Local Rule 10(c). Transcripts.
(1) Responsibilities and designation. The appellant has the duty of ordering transcript of all parts of the proceedings material to the issues to be raised on appeal whether favorable or unfavorable to appellant's position. Appellant should complete the transcript order (form available at www.ca4.uscourts.gov) and distribute the form to the Clerk of the Court of Appeals, the court reporter, the clerk of the district court, and the appellee.
Before the transcript order is distributed, appellant must make appropriate financial arrangements with the court reporter for either immediate payment in full or in other form acceptable to the court reporter, payment pursuant to the Criminal Justice Act, or at government expense pursuant to 28 U.S.C. § 753(f).
In cross-appeals each party must order those parts of the transcript pertinent to the issues of such appeals. The parties are encouraged to agree upon those parts of the transcript jointly needed and to apportion the cost, with additional portions being ordered and paid for by the party considering them essential to that party's appeal.
If the entire transcript of proceedings is not to be prepared, the appellant's docketing statement filed pursuant to Local Rule 3(b) may constitute the statement of issues required by FRAP 10(b)(3)(A).
(2) Monitoring and receipt by clerk. Failure to order timely a transcript, failure to make satisfactory financial arrangements with the court reporter, or failure to specify in adequate detail those proceedings to be transcribed will subject the appeal to dismissal by the clerk for want of prosecution pursuant to Local Rule 45. The Clerk's Office is charged with monitoring the status of transcripts pending with court reporters.
(3) Statement in lieu of transcript. The parties may prepare and sign a statement of the case in lieu of the transcript or the entire record on appeal. The use of a statement in lieu of a transcript of a hearing substantially accelerates the appellate process. The statement should contain a description of the essential facts averred and proved or sought to be proved and a summary of pertinent testimony.
(4) Guidelines for Preparation of Appellate Transcripts in the Fourth Circuit. The Fourth Circuit Judicial Council has adopted guidelines to define the obligations of appellants, appellees, clerks of the district court, court reporters and the Clerk of the Court of Appeals in the ordering, preparation, and filing of transcripts completed pursuant to these rules.

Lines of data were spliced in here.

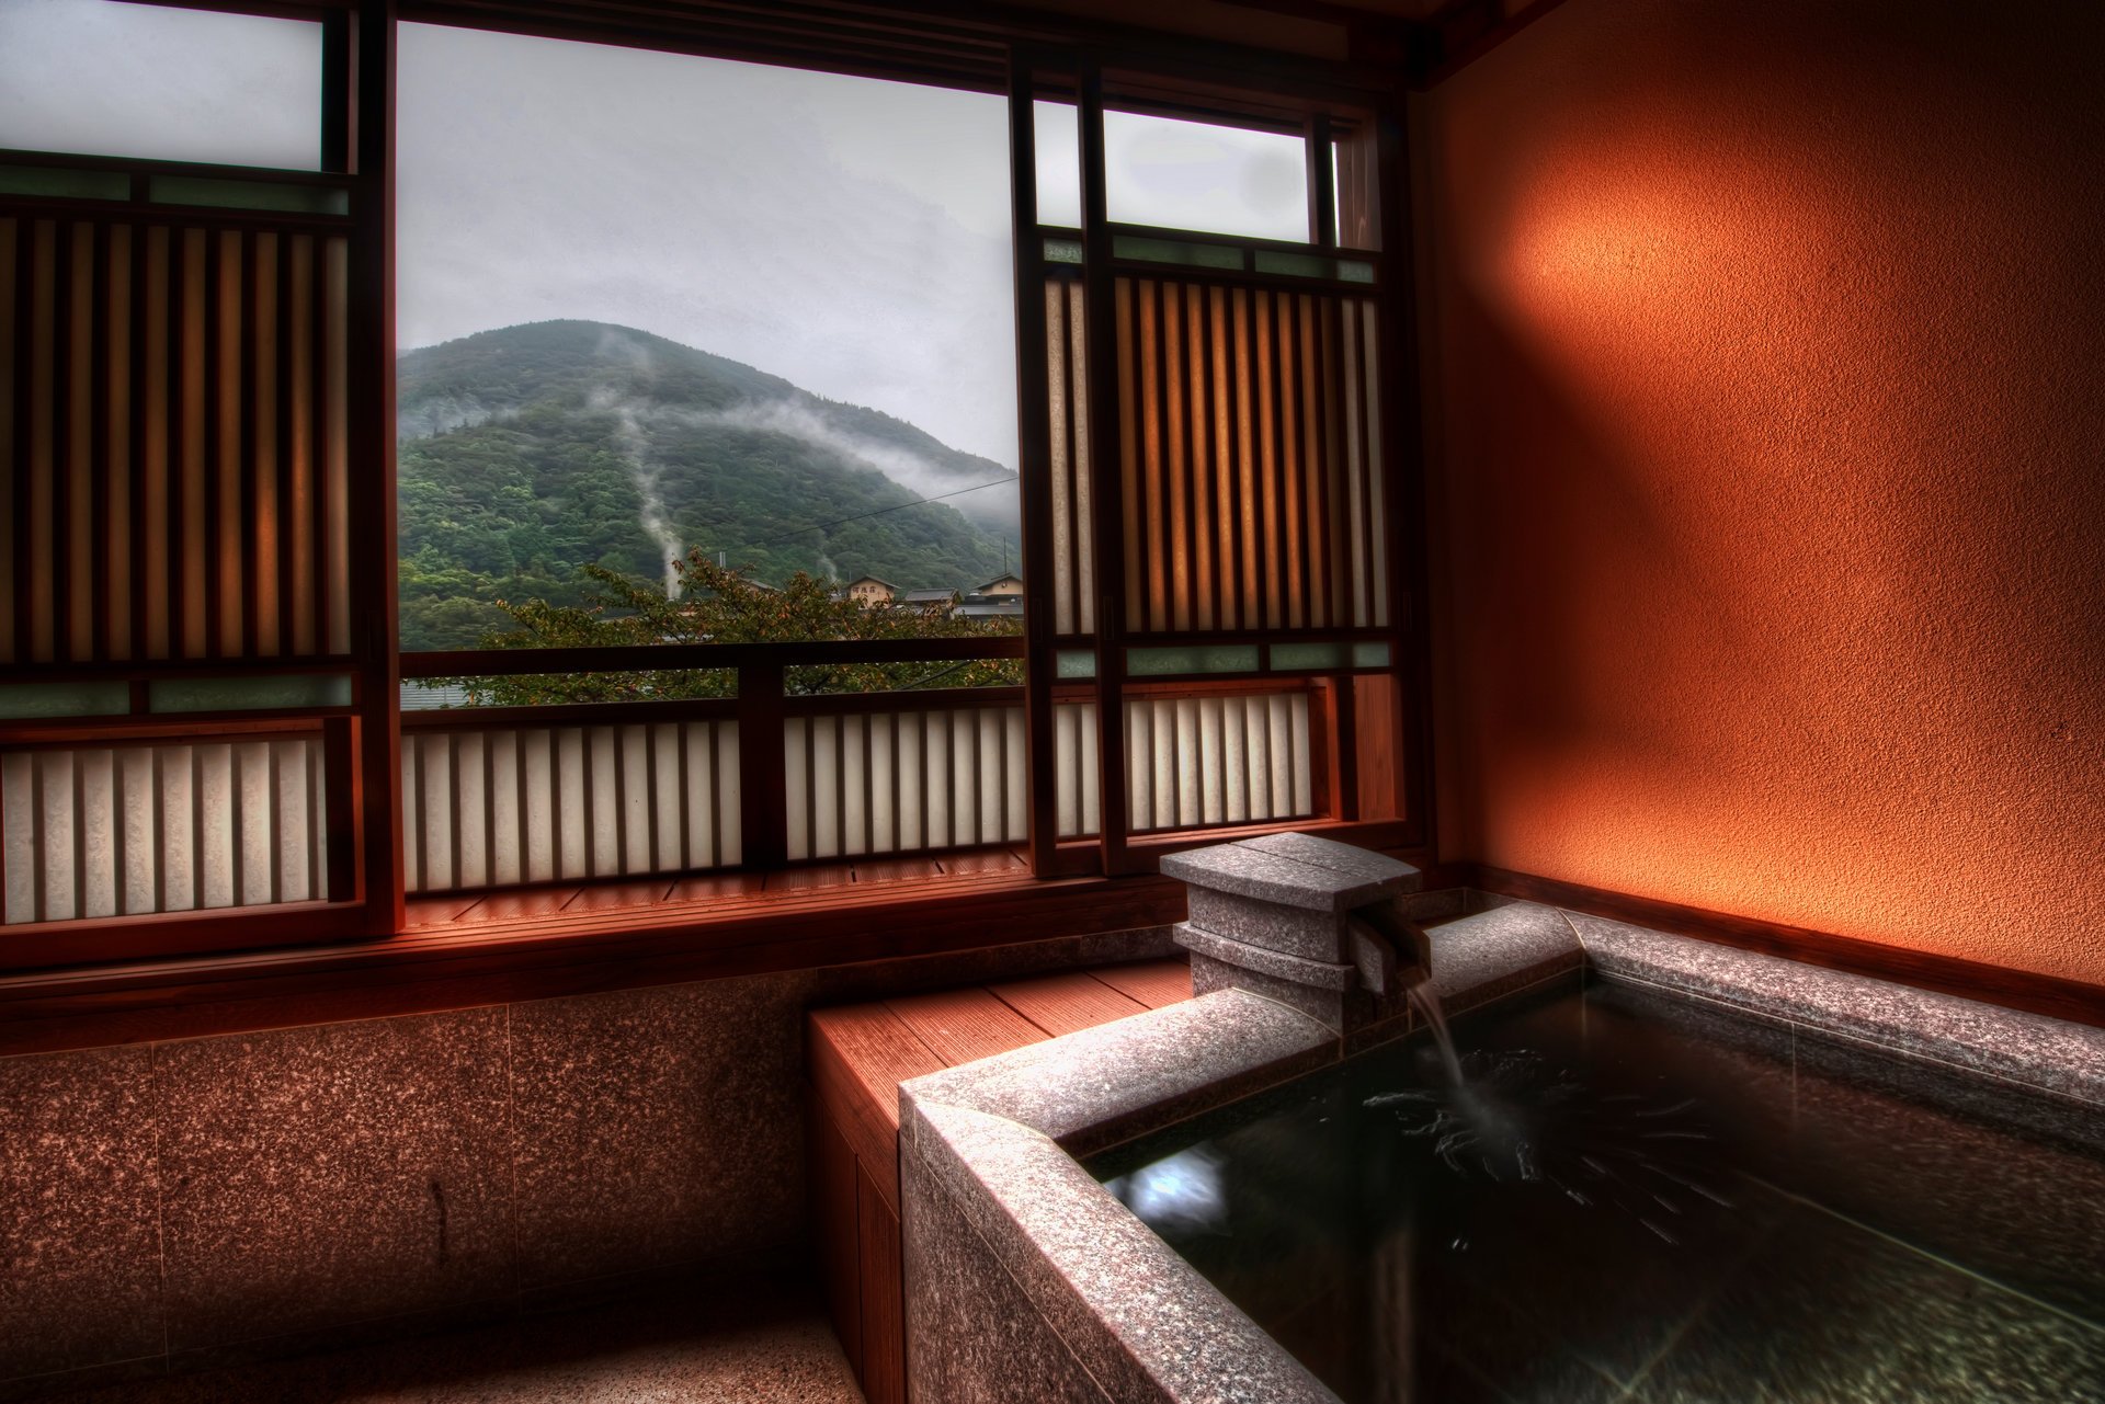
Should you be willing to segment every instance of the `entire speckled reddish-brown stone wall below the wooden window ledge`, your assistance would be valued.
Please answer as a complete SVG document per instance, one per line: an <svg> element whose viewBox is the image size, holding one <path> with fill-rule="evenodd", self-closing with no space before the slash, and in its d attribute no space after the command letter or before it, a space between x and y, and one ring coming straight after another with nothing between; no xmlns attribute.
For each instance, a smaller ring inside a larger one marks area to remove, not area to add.
<svg viewBox="0 0 2105 1404"><path fill-rule="evenodd" d="M0 1400L787 1248L808 1006L1172 949L1092 932L0 1059Z"/></svg>

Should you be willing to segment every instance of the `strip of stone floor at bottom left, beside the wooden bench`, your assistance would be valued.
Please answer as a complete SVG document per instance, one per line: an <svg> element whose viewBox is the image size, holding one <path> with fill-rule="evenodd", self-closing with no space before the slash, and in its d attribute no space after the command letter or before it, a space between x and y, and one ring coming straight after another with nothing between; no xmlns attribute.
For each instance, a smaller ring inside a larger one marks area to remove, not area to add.
<svg viewBox="0 0 2105 1404"><path fill-rule="evenodd" d="M53 1404L861 1404L817 1292L665 1295Z"/></svg>

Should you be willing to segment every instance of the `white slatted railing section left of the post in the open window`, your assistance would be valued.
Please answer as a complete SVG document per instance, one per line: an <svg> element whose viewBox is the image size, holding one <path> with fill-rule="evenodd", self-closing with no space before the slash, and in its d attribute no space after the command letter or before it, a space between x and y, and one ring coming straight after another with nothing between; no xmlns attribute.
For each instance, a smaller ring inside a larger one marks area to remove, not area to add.
<svg viewBox="0 0 2105 1404"><path fill-rule="evenodd" d="M733 867L739 724L410 730L410 892Z"/></svg>

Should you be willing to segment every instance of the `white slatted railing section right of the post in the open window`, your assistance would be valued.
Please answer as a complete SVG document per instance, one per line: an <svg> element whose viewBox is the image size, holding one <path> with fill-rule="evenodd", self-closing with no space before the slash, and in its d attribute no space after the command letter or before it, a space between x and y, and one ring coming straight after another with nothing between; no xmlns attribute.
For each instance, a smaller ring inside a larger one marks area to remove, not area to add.
<svg viewBox="0 0 2105 1404"><path fill-rule="evenodd" d="M1019 844L1029 831L1023 707L789 718L789 857Z"/></svg>

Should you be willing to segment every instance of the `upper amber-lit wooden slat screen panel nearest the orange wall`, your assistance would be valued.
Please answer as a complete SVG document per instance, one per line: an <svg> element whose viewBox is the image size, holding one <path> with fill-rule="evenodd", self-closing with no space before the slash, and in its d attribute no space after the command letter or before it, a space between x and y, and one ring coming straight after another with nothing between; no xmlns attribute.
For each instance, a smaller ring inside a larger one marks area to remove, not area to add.
<svg viewBox="0 0 2105 1404"><path fill-rule="evenodd" d="M1375 303L1116 280L1126 629L1387 627Z"/></svg>

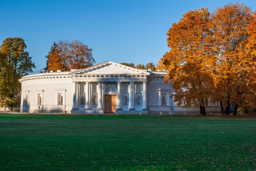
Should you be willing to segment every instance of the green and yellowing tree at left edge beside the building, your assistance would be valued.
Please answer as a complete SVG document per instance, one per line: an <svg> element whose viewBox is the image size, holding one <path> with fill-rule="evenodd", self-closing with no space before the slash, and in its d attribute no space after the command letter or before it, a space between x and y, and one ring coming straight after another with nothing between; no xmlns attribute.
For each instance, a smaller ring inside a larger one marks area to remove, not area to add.
<svg viewBox="0 0 256 171"><path fill-rule="evenodd" d="M6 105L11 110L20 105L19 78L31 73L32 68L35 68L25 49L23 38L6 38L0 46L1 105Z"/></svg>

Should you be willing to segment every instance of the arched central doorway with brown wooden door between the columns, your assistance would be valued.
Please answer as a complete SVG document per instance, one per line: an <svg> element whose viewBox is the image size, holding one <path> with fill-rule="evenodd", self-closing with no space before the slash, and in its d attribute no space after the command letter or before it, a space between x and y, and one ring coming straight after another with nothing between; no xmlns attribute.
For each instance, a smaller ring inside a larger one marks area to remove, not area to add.
<svg viewBox="0 0 256 171"><path fill-rule="evenodd" d="M104 113L116 113L117 88L113 84L104 88Z"/></svg>

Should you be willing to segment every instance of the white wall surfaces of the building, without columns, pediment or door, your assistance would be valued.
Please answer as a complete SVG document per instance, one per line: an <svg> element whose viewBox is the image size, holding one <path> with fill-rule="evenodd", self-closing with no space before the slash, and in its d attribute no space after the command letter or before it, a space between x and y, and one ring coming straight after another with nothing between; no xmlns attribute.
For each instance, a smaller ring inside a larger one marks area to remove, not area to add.
<svg viewBox="0 0 256 171"><path fill-rule="evenodd" d="M68 73L57 73L59 76L53 76L53 73L44 73L46 77L41 77L43 74L36 74L38 78L34 78L31 80L21 81L21 112L29 112L29 113L71 113L73 108L73 82L71 78L68 76ZM52 75L52 76L51 76ZM50 77L51 76L51 77ZM33 76L26 76L26 78L33 78ZM78 86L78 104L77 108L81 113L84 112L84 105L81 105L81 95L85 95L86 88L85 83L79 83ZM124 84L127 85L127 88L124 88ZM93 89L94 85L94 89ZM93 93L98 94L98 83L91 83L92 93L89 98L92 100ZM103 90L107 86L115 86L117 88L117 83L104 83ZM124 94L129 95L130 93L130 83L123 82L121 86L121 104L123 108L123 112L119 113L134 113L134 111L129 111L129 106L124 105ZM94 91L95 92L94 92ZM58 105L58 93L63 95L63 104ZM104 92L103 92L104 93ZM111 93L111 92L110 92ZM165 85L163 75L149 76L147 83L147 113L150 114L168 114L170 113L171 101L170 96L174 93L173 88L170 85ZM38 100L41 94L41 105L39 105ZM138 101L136 101L136 95L140 96L140 105ZM135 110L143 112L143 83L135 83L134 87L134 108ZM162 98L165 95L165 105L162 104ZM28 97L28 104L26 105L26 97ZM130 98L130 97L128 97ZM129 100L128 100L129 101ZM92 103L89 104L91 110L97 110L98 106L93 106ZM104 106L104 101L103 101ZM220 105L208 103L206 106L207 113L220 113ZM176 103L173 103L173 109L175 114L199 114L200 110L198 107L196 108L182 108L178 106Z"/></svg>

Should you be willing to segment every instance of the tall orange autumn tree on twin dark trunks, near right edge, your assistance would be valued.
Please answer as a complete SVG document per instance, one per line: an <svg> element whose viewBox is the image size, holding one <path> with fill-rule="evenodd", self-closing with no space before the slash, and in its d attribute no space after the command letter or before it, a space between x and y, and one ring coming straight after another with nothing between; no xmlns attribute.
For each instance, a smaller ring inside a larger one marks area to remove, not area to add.
<svg viewBox="0 0 256 171"><path fill-rule="evenodd" d="M253 60L245 51L252 14L244 4L227 4L217 8L211 19L216 54L209 66L215 81L214 98L225 106L225 115L230 113L230 104L234 106L233 114L236 115L238 105L248 90L249 63Z"/></svg>

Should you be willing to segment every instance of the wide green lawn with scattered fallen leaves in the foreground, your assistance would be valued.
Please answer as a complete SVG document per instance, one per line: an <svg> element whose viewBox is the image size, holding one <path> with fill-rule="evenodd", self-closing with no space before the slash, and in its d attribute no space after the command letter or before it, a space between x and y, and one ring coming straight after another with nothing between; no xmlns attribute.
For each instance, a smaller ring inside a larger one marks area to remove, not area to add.
<svg viewBox="0 0 256 171"><path fill-rule="evenodd" d="M256 117L0 114L0 170L256 170Z"/></svg>

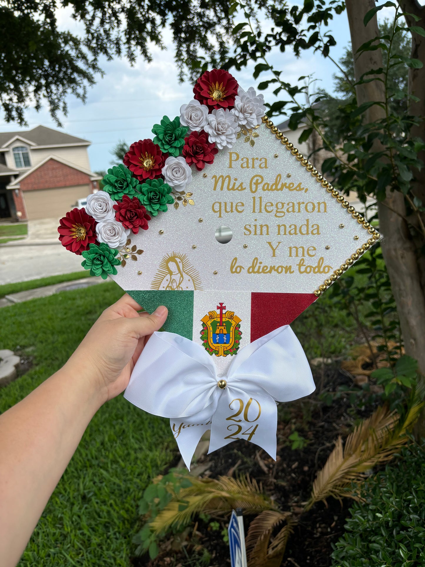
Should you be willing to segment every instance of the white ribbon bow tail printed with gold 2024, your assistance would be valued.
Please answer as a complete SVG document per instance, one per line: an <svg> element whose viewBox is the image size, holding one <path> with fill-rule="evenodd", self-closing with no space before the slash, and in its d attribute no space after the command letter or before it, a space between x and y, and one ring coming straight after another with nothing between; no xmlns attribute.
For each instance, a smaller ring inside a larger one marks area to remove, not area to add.
<svg viewBox="0 0 425 567"><path fill-rule="evenodd" d="M245 439L276 459L277 420L276 402L265 390L253 384L227 386L213 416L208 452Z"/></svg>

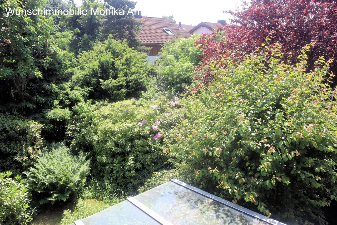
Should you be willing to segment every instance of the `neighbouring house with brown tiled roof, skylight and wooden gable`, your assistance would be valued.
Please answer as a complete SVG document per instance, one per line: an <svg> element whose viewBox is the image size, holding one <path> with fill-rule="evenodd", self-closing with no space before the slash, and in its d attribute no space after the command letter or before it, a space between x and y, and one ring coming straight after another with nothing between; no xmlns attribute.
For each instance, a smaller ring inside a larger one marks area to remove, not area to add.
<svg viewBox="0 0 337 225"><path fill-rule="evenodd" d="M134 18L144 23L141 25L143 30L137 34L137 37L142 41L143 45L151 47L150 55L148 56L149 62L158 57L158 52L166 41L177 37L189 38L191 36L187 30L170 19L142 17L142 15L136 15Z"/></svg>

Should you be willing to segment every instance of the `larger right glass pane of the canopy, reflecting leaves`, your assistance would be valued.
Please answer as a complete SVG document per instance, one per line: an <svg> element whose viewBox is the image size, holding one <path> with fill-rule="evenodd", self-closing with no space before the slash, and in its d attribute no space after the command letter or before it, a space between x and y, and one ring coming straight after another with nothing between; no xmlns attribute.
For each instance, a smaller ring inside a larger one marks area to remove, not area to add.
<svg viewBox="0 0 337 225"><path fill-rule="evenodd" d="M173 224L267 224L170 181L134 198Z"/></svg>

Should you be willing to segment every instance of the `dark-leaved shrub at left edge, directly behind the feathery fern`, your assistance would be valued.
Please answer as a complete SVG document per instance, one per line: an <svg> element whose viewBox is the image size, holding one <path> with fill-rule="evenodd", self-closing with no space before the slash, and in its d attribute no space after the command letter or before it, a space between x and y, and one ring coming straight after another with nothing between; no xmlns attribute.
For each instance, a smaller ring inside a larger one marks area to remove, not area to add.
<svg viewBox="0 0 337 225"><path fill-rule="evenodd" d="M34 120L0 114L0 171L23 172L43 147L42 125Z"/></svg>

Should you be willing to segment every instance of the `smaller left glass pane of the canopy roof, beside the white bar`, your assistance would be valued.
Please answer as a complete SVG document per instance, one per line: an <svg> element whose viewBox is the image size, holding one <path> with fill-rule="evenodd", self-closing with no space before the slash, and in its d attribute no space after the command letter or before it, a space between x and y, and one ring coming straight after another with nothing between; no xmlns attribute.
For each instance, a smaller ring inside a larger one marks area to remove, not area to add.
<svg viewBox="0 0 337 225"><path fill-rule="evenodd" d="M82 219L85 225L111 224L149 224L157 225L157 221L128 201L123 201L99 213Z"/></svg>

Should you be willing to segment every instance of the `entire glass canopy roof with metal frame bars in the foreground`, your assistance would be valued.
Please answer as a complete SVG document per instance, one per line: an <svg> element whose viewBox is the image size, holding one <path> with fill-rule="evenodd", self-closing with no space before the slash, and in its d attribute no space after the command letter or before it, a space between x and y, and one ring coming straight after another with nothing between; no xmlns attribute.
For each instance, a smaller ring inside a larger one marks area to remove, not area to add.
<svg viewBox="0 0 337 225"><path fill-rule="evenodd" d="M175 178L74 225L253 224L285 225Z"/></svg>

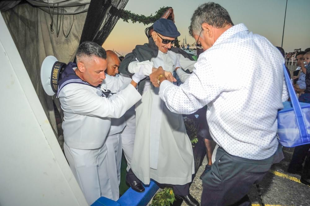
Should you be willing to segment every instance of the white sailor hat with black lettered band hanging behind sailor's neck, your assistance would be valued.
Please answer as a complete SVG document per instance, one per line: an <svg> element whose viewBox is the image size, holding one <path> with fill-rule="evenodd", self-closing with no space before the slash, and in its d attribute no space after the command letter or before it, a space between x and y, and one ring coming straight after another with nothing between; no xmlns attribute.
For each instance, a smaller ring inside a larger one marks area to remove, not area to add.
<svg viewBox="0 0 310 206"><path fill-rule="evenodd" d="M41 66L41 83L47 95L53 96L58 90L58 81L62 68L66 64L59 62L55 56L47 56Z"/></svg>

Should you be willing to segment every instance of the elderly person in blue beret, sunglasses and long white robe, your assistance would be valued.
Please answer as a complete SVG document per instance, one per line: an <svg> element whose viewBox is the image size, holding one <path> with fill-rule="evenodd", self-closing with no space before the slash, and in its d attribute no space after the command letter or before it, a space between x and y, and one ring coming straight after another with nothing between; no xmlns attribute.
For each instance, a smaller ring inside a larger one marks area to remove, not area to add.
<svg viewBox="0 0 310 206"><path fill-rule="evenodd" d="M149 76L162 67L166 71L166 77L162 78L171 80L171 73L176 70L184 81L188 74L183 70L191 72L196 61L172 46L180 36L175 24L171 20L159 19L153 29L148 43L136 46L125 56L119 72L132 75L142 67L143 74ZM184 199L188 205L197 206L199 203L189 194L188 183L192 182L194 160L183 117L168 110L158 91L149 77L139 85L142 99L136 106L135 145L126 181L135 191L143 192L141 182L149 184L153 179L160 186L173 187L176 197Z"/></svg>

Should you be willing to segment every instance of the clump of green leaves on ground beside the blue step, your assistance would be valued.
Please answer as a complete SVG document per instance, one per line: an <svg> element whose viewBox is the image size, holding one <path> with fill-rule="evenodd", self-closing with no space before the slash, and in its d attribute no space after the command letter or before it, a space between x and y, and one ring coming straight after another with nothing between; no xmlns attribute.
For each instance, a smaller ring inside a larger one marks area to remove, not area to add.
<svg viewBox="0 0 310 206"><path fill-rule="evenodd" d="M170 206L175 201L173 189L165 187L162 191L157 192L149 206Z"/></svg>

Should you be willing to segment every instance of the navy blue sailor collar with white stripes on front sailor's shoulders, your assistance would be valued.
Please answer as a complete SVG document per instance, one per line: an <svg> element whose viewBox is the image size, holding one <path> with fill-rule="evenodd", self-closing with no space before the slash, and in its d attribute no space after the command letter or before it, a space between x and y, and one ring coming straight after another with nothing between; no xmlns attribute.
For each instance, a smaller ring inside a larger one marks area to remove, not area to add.
<svg viewBox="0 0 310 206"><path fill-rule="evenodd" d="M95 88L99 88L98 86L93 86L87 83L86 81L83 81L80 77L78 77L74 71L75 68L77 67L77 64L73 62L69 62L67 66L64 68L62 73L60 74L60 80L58 81L58 91L57 91L57 97L59 95L59 92L62 88L64 88L65 85L70 84L70 83L76 83L76 84L84 84L88 86L92 86Z"/></svg>

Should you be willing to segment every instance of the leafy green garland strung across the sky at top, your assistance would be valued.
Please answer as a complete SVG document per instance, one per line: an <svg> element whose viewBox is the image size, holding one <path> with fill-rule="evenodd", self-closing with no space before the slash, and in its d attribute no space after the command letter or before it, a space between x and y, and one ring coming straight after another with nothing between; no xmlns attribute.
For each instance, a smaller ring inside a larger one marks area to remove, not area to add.
<svg viewBox="0 0 310 206"><path fill-rule="evenodd" d="M131 20L133 23L139 22L147 25L153 24L156 20L158 20L168 8L169 7L160 8L158 11L155 12L155 16L153 16L153 14L151 14L150 16L139 15L131 13L131 11L128 10L119 10L119 13L117 15L126 22L128 22L128 20Z"/></svg>

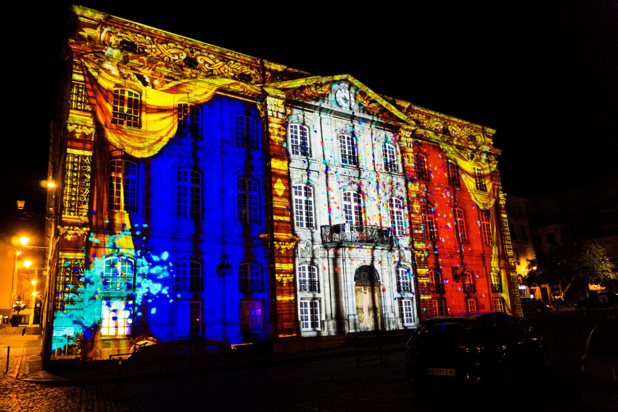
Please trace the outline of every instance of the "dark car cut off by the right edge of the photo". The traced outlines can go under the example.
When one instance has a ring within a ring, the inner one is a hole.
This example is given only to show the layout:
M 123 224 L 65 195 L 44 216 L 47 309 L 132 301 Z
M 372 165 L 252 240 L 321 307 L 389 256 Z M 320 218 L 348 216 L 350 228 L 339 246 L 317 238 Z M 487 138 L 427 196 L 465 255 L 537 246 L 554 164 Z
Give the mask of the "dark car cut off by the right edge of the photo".
M 618 385 L 618 317 L 603 321 L 590 332 L 582 356 L 585 381 Z

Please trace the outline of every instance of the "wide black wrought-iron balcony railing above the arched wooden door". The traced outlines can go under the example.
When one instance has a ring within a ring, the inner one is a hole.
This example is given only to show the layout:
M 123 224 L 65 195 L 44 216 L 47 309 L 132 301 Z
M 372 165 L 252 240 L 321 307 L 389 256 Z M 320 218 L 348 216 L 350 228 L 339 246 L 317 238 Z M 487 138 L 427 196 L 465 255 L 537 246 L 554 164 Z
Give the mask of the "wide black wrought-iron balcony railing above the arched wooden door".
M 388 227 L 371 225 L 323 225 L 322 243 L 369 243 L 372 245 L 392 245 L 392 232 Z

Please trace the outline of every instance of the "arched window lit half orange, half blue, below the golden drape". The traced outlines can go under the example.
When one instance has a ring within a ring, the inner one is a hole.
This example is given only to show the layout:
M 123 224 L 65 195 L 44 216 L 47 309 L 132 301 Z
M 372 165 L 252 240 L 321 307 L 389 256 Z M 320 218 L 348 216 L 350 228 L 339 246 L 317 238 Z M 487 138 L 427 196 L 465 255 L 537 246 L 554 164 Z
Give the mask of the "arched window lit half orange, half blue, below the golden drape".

Local Rule 10(d). Supplemental Records, Modification, or Correction.
Disputes concerning the accuracy or composition of the record on appeal should be resolved in the trial court in the first instance, although the Court of Appeals has the power, either on motion or of its own accord, to require that the record be corrected or supplemented. It is unnecessary to seek permission of the Court of Appeals to supplement the record and the record may be supplemented by the parties by stipulation or by order of the district court at any time during the appellate process.
 
 
 
Former Local Rule 10 redesignated Local Rule 10(a) December 1, 1995; amended April 1, 2008.
Former I.O.P.-10.1 redesignated Local Rule 10(b) December 1, 1995; amended December 1, 1998, and December 1, 2009.
Former I.O.P.-10.2 redesignated Local Rule 10(c) December 1, 1995; amended December 1, 1998, and December 1, 2009.
Former I.O.P.-10.3 redesignated Local Rule 10(d) December 1, 1995; amended December 1, 2000, and May 18, 2004. Former Local Rule 10(d) amended and renumbered as Local Rule 25(c) April 16, 2007.
Former I.O.P.-10.4 redesignated Local Rule 10(e) December 1, 1995; redesignated Local Rule 10(d) April 16, 2007.